Uma existência se abre quando levo meu filho mais novo de volta para sua casa. Andar ao lado de uma criança é sempre uma coisa muito especial. Mas naquele dia foi outra coisa: eu não andava mais em direção à sua casa com o objetivo de levá-lo tão somente, mas adentrava um mundo.
Explico isso melhor. Nós adultos nos perdemos do mundo real. Da vida corpórea e do sentido que lhe é inerente. Estamos sempre num monólogo interior, ausentes de nosso entorno e dos fluxos de consciência.
Volta e meia uma paixão triste, para pensar agora com Espinosa, me toma. Medito: que seja, tudo flui. E assim caminhamos os dois, conversando, mas deixando que a paisagem se desdobre em pura duração.
Folhas secas no chão, o ar limpo depois da chuva, a calçada, o céu, as casas... E mais folhas que aparecem aqui e ali, tudo em movimento, puro cinema.
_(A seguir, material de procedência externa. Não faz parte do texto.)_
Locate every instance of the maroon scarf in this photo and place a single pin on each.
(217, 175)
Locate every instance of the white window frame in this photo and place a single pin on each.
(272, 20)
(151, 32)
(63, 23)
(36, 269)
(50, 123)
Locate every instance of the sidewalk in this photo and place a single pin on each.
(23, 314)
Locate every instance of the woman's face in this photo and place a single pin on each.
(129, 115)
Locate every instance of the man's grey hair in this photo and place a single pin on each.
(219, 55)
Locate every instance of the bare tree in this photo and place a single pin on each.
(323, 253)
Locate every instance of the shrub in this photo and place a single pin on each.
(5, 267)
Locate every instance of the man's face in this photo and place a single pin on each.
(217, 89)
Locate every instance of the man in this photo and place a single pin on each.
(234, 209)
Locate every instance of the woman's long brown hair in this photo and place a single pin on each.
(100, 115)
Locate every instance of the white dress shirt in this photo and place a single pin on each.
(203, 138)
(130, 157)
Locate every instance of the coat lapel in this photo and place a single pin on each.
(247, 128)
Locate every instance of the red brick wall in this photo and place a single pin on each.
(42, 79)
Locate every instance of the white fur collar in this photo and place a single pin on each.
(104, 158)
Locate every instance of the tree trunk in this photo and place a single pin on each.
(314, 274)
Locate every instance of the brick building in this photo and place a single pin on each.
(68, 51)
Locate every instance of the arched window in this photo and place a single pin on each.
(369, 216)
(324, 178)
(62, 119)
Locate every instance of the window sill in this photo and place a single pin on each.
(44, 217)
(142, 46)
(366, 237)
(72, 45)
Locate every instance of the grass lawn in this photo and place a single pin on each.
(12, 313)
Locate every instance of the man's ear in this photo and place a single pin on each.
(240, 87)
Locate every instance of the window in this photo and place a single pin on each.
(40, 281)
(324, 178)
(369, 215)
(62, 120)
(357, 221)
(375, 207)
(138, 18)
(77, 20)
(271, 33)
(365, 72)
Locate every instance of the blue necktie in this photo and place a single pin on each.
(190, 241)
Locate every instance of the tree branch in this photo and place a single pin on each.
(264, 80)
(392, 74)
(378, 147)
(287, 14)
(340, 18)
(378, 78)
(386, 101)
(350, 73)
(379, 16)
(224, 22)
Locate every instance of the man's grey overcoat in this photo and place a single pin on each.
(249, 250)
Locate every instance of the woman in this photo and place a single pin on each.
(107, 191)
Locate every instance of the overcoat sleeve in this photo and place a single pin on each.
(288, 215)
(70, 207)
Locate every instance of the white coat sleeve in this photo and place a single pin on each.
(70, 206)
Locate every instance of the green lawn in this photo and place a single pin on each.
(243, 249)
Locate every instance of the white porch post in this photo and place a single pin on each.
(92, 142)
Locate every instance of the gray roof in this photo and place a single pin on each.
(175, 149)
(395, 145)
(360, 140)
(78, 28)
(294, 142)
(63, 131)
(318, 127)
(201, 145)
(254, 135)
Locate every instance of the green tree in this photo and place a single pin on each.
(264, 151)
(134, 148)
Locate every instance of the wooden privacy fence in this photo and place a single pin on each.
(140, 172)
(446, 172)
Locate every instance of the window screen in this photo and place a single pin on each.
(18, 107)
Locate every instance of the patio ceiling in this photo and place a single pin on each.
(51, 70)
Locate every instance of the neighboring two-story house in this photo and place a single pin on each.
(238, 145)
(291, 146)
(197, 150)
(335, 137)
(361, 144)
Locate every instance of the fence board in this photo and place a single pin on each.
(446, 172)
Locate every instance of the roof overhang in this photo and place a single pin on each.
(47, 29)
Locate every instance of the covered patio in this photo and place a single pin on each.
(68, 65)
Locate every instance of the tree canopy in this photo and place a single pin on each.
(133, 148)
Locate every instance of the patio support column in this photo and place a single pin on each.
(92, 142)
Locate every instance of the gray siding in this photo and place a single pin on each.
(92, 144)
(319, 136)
Mas é a leitura de Bergson e Deleuze que me permite compreender melhor, mediante o que ele chama de intuição, o que vem a ser esse tempo presente. O presente é sempre o que passa. É sempre passado. E os tempos coexistem. Antes do presente, do qual procura se esquivar como sucedâneo de momentos, um após o outro, Deleuze instala-se, via Bergson, na pura duração, que é fluxo contínuo e heterogêneo, na qual os tempos coexistem, um em cima do outro, por camadas, e não linearmente, sucessivamente.
A descoberta do menino sobre o presente como o passado imediato é maravilhosa. Ainda aos 5 anos, lembro-me de ele me surpreendendo ao dizer:
- Agora, já passou...
Isso é maravilhoso.
No entanto, o mecanismo sensório-motor de nossos hábitos e linguagem produz uma situação de espera do que virá. Aprisionados entre uma imagem-lembrança e uma expectativa, nos recusamos a habitar uma pura duração.
Andávamos, então, de volta para a casa do menino. E não havia tristeza, nem da parte dele, nem da minha. E nem qualquer expectativa - não havia pressa de chegar a lugar nenhum. Sabíamos para onde íamos, só isso. E o tempo era todo nosso.
Veio até mim os idos da minha meninice, numa noite de Natal, virando uma esquina do bairro da minha cidade do nordeste de Minas, com meus revólveres de cowboy na cintura. Aquele passado coexiste com o presente que ele foi, essa a grande lição de Bergson, segundo Deleuze.
Quando habitamos uma duração pura, há um sucessão puramente interna, heterogênea e contínua (Deleuze, in Bergsonismo).
Subimos as escadas ainda conversando, os dois, findo o dia, esquecidos de si.